El Alcaná

Barcelona, el miedo y el error de Puigdemont

21 agosto, 2017 00:00

La única consecuencia positiva que puede derivarse de un atentado terrorista como el del jueves en Barcelona es la unión de los lazos entre los miembros de una misma comunidad de personas. Lo hemos visto con el torrente y reguero de solidaridad que se ha desbocado entre los propios vecinos de la Ciudad Condal, pero también en el amor y cariño con que el resto de España, Europa y el mundo civilizado ha hecho suya la tragedia. Los catalanes de mil nacionalidades que paseaban por las Ramblas a las cuatro de la tarde eran todos parte de un cuerpo universal, el mismo que el fanatismo yihadista y el odio quieren cercenar. Establecer divisiones en este escenario es sencillamente suicida.

Porque el tsunami de amor desbordado que origina una acción como esta trasciende tanto fronteras, que es imposible levantar otras nuevas o inventárselas. El amor redime el mundo y el género humano, frente al odio; el amor, en el sentido más paulista y agustino del término. A su lado, no hay ensoñación ni fanatismo que disuelva sus lazos; al revés, los hace más fuerte.

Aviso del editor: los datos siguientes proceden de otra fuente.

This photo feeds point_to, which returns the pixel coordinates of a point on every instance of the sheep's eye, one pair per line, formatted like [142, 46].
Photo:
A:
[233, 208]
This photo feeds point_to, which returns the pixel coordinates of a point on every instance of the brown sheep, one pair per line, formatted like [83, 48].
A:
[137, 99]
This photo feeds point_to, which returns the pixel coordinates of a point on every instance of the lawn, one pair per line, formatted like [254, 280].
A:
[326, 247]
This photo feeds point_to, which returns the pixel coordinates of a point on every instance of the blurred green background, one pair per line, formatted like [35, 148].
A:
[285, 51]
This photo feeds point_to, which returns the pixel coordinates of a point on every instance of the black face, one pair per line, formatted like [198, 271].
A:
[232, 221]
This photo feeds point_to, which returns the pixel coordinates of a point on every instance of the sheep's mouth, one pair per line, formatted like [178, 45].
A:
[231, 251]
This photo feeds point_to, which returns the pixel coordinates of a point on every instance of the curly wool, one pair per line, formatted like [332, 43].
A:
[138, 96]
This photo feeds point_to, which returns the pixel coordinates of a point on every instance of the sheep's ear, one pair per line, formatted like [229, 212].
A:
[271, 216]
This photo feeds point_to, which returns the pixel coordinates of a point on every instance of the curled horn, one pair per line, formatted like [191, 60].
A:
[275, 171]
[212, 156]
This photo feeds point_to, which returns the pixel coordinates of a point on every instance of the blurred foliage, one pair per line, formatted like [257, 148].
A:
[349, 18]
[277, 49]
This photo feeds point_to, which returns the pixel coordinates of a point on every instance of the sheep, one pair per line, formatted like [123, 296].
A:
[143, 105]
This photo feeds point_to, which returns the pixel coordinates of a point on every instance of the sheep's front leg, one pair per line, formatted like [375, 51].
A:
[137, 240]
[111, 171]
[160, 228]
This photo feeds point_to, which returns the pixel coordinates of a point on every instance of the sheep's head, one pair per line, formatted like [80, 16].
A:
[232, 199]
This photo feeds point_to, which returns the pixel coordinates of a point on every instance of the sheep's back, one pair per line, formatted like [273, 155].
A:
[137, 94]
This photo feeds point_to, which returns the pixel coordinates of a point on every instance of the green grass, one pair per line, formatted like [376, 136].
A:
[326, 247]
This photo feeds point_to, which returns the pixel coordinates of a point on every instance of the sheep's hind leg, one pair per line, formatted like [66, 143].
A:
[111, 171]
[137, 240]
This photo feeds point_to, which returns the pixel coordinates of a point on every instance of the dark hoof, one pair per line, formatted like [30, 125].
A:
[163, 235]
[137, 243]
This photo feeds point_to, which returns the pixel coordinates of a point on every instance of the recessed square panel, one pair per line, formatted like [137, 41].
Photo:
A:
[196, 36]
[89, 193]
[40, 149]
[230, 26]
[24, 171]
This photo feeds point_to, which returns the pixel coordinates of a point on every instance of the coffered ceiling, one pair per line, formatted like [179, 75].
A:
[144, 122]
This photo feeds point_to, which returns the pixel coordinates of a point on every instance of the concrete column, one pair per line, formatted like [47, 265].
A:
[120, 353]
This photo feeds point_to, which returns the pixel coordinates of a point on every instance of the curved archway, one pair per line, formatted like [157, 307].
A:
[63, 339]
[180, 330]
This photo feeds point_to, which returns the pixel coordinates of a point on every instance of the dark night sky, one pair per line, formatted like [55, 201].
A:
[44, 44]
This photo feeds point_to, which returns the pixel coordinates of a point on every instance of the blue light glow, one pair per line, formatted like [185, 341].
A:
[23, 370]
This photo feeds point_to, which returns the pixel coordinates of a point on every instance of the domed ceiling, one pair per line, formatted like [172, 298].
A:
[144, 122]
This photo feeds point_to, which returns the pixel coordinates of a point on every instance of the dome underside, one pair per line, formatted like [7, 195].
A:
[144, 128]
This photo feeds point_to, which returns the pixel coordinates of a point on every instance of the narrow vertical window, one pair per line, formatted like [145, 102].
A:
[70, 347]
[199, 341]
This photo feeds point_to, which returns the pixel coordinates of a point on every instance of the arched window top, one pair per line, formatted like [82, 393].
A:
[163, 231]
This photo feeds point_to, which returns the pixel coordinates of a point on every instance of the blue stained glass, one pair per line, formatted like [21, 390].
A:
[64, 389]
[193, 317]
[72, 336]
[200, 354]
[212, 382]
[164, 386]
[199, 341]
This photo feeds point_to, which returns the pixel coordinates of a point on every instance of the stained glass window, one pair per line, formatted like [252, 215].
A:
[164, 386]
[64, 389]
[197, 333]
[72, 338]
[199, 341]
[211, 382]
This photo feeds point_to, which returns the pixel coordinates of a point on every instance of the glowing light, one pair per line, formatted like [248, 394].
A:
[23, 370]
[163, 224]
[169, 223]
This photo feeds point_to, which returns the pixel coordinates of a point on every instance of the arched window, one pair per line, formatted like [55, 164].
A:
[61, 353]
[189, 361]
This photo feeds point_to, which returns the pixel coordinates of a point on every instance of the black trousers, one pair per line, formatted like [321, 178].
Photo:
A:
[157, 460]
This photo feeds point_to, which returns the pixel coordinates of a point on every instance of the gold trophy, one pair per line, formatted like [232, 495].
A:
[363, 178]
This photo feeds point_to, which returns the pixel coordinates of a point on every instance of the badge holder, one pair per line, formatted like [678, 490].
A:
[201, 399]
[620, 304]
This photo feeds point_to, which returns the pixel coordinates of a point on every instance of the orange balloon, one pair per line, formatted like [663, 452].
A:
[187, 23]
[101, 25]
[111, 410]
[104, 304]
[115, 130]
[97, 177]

El atentado de Barcelona ha revelado que, como decía Sócrates, nada de lo humano nos es ajeno. Pero también que Cataluña recibe el calor del resto de España como hija suya, igual que una más. Y no porque lo diga yo, lo han dicho los miles de españoles que desde el jueves lloran con ellos lo ocurrido. Las calles, las concentraciones, los minutos de silencio ahí están. Nadie obliga a nadie a compartirlos.

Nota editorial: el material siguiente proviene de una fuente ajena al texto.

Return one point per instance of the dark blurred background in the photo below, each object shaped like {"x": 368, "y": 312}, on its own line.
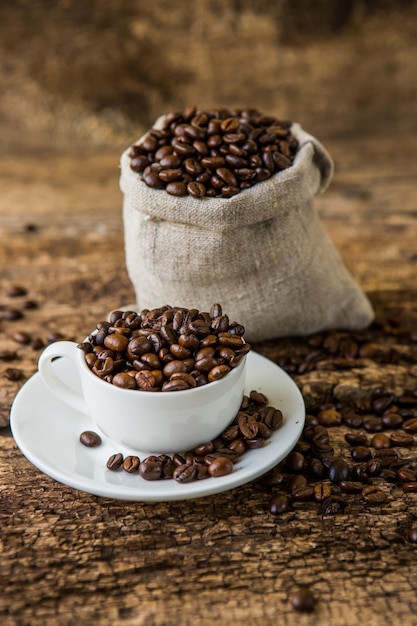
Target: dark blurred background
{"x": 93, "y": 75}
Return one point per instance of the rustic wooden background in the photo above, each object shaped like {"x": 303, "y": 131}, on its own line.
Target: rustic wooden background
{"x": 79, "y": 82}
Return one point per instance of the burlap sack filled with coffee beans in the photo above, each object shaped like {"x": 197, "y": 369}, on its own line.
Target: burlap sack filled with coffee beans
{"x": 262, "y": 254}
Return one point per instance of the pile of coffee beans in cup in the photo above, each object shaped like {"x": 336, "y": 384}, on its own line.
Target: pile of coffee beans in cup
{"x": 165, "y": 349}
{"x": 254, "y": 423}
{"x": 213, "y": 153}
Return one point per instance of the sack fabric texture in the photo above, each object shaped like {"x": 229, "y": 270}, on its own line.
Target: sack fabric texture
{"x": 263, "y": 254}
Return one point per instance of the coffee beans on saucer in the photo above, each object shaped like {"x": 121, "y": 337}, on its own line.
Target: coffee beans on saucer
{"x": 210, "y": 459}
{"x": 165, "y": 349}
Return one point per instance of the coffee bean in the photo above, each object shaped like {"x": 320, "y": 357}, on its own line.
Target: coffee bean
{"x": 401, "y": 440}
{"x": 115, "y": 461}
{"x": 333, "y": 505}
{"x": 220, "y": 467}
{"x": 295, "y": 462}
{"x": 131, "y": 464}
{"x": 380, "y": 441}
{"x": 203, "y": 156}
{"x": 391, "y": 420}
{"x": 356, "y": 439}
{"x": 373, "y": 495}
{"x": 90, "y": 439}
{"x": 338, "y": 470}
{"x": 185, "y": 473}
{"x": 247, "y": 425}
{"x": 151, "y": 468}
{"x": 322, "y": 491}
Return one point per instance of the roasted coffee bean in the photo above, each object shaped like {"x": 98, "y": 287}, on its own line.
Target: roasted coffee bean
{"x": 386, "y": 456}
{"x": 247, "y": 425}
{"x": 151, "y": 468}
{"x": 356, "y": 439}
{"x": 124, "y": 380}
{"x": 338, "y": 470}
{"x": 178, "y": 157}
{"x": 255, "y": 443}
{"x": 329, "y": 417}
{"x": 227, "y": 453}
{"x": 131, "y": 464}
{"x": 333, "y": 505}
{"x": 204, "y": 448}
{"x": 392, "y": 420}
{"x": 406, "y": 475}
{"x": 303, "y": 493}
{"x": 90, "y": 439}
{"x": 317, "y": 468}
{"x": 167, "y": 342}
{"x": 185, "y": 473}
{"x": 380, "y": 441}
{"x": 220, "y": 467}
{"x": 359, "y": 473}
{"x": 361, "y": 453}
{"x": 295, "y": 462}
{"x": 351, "y": 486}
{"x": 238, "y": 446}
{"x": 373, "y": 495}
{"x": 115, "y": 461}
{"x": 372, "y": 424}
{"x": 374, "y": 467}
{"x": 303, "y": 600}
{"x": 272, "y": 478}
{"x": 322, "y": 491}
{"x": 401, "y": 440}
{"x": 217, "y": 372}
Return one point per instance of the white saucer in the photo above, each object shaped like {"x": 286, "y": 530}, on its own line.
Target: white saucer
{"x": 47, "y": 432}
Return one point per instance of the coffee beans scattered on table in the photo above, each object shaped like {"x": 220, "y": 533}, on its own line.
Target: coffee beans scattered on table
{"x": 210, "y": 459}
{"x": 165, "y": 349}
{"x": 215, "y": 153}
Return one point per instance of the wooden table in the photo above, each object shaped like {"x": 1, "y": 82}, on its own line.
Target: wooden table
{"x": 68, "y": 557}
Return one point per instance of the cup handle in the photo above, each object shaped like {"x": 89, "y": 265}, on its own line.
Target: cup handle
{"x": 66, "y": 349}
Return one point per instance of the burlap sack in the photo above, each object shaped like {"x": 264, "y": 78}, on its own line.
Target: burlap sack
{"x": 262, "y": 254}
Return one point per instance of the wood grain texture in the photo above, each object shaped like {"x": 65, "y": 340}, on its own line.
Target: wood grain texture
{"x": 68, "y": 557}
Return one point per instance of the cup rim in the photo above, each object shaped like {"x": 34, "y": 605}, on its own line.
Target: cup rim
{"x": 158, "y": 393}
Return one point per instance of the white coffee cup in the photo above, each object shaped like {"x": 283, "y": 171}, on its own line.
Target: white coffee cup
{"x": 151, "y": 422}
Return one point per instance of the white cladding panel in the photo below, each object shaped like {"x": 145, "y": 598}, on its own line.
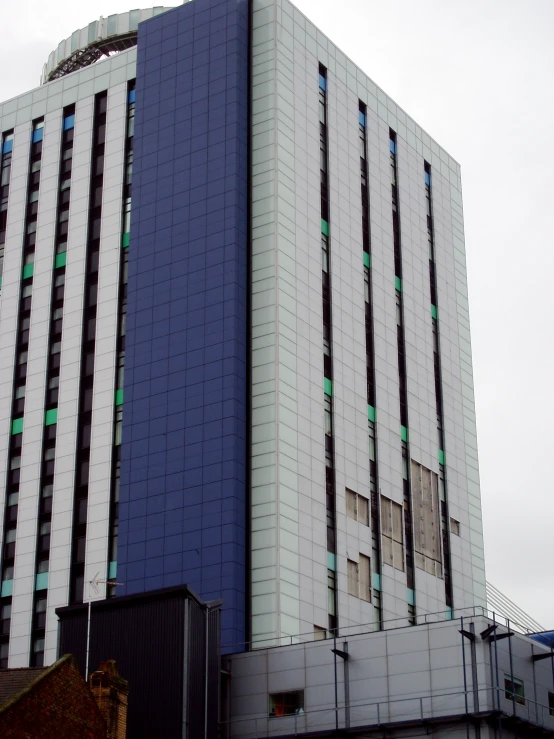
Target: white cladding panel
{"x": 288, "y": 458}
{"x": 49, "y": 101}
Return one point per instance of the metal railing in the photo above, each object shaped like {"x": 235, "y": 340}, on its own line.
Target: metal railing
{"x": 270, "y": 642}
{"x": 373, "y": 714}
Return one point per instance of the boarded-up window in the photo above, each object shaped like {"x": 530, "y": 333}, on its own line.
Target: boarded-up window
{"x": 426, "y": 512}
{"x": 319, "y": 633}
{"x": 364, "y": 569}
{"x": 351, "y": 505}
{"x": 363, "y": 510}
{"x": 353, "y": 578}
{"x": 357, "y": 507}
{"x": 392, "y": 533}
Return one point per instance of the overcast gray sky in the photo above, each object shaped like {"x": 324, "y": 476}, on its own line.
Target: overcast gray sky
{"x": 477, "y": 76}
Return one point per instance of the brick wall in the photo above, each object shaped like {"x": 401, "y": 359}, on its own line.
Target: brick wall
{"x": 60, "y": 706}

Por eso es ininteligible que, cuando sufres un ataque frontal en el corazón de tu esencia, pongas el acento en lo que te separa frente a lo que te une al resto del mundo. Distinguir entre nacionalidad catalana y española a la hora de hablar de las víctimas es un sinsentido descomunal. Como hacer una rueda de prensa durante un momento crucial por partida doble para remarcar la Torre de Babel frente al Pentecostés que es la riqueza compartida de nuestras lenguas. De verdad, no puedo entenderlo. La única buena noticia frente al nacionalismo es que el estigma que lleva macerado dentro, quiebra y palidece al lado del amor y estima que el resto de España, Europa y el mundo han ofrecido.

Barcelona ha sufrido el ataque del yihadismo islámico como centro del orbe civilizado. Un atentado indiscriminado que retuerce las columnas del progreso, la cultura y el desarrollo alcanzados. Estos días las calles de la Ciudad Condal han generado un grito espontáneo: No tenim por, no tenemos miedo. Como ansia de libertad, grito desgarrado, reacción de orgullo y defensa de nuestra vida, no está mal. Pero la democracia avanzada y las sociedades abiertas exigen más. No tener miedo ante una amenaza visceral, potente y de cuajo es temeridad. Hay que tenerlo y sentirlo, hacerlo tuyo para determinar el alcance y el calibre del problema. Y racional y democráticamente, ante el Parlamento incluso como sede de la soberanía, consensuar y determinar una respuesta equiparable al desafío. No hay diálogo posible ni cesión que valga. O ellos o nosotros. O la civilización, el derecho, la ley y la libertad, o el sometimiento, la degollación, el ultraje, el machismo y la homofobia. No hay término medio. Aquí no valen medianías, entre otras razones, porque es cuestión de supervivencia. Tú no puedes razonar con quien quiere matarte a la vez que él procura su propia muerte. Hay que aniquilarlos, arrasarlos, devorarlos. De raíz, sin concesión. Es la guerra del siglo XXI y Occidente no se entera.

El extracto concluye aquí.